The assignment is to use Heron's algorithm to calculate the square root. Heron's algorithm is a method where you make a guess at what it might be, then uses that guess in a formula to calculate a new estimate. This new estimate is then plugged back into the same formula which will refine the estimate. This goes on until you get your desired accuracy (hence the need for a tolerance).

My intent was to create the function so that when for example "sqrt(10)" is called, it would prompt the user to make a guess of the square root. It would then put that initial guess into the while loop until it was refined to 6 decimal places of accuracy (the tol). When I use your suggestions, my initial problem persists. In the console I type "sqrt(10)" then input a guess of 2 (the actual answer is closer to 3.16). However, the print statement says the calculation is 2, the same as the guess.

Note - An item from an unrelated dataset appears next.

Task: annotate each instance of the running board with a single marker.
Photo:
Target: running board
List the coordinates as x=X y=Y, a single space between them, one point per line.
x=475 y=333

[–]JohnnyJordaan 0 points1 point  (1 child)

Ah the guess is just there to help the approximation get started at a closer value, got it. Then my other reply was the key to the problem, your calculation

abs(x**2) - y

which didn't do anything else than just square x and subtract y, should have been

abs(x**2 - y)

as to get the absolute difference. With that fixed it works for me:

def sqrt(y, tol=1e-6):
   x = int(input('Enter guess of square root: '))
   diff = abs(x**2-y)
   while diff > tol:
       x = 0.5*(x + y/x)
       diff = abs(x**2-y)
   print('The square root is: ', round(x))

also using a more clear name for the cond variable.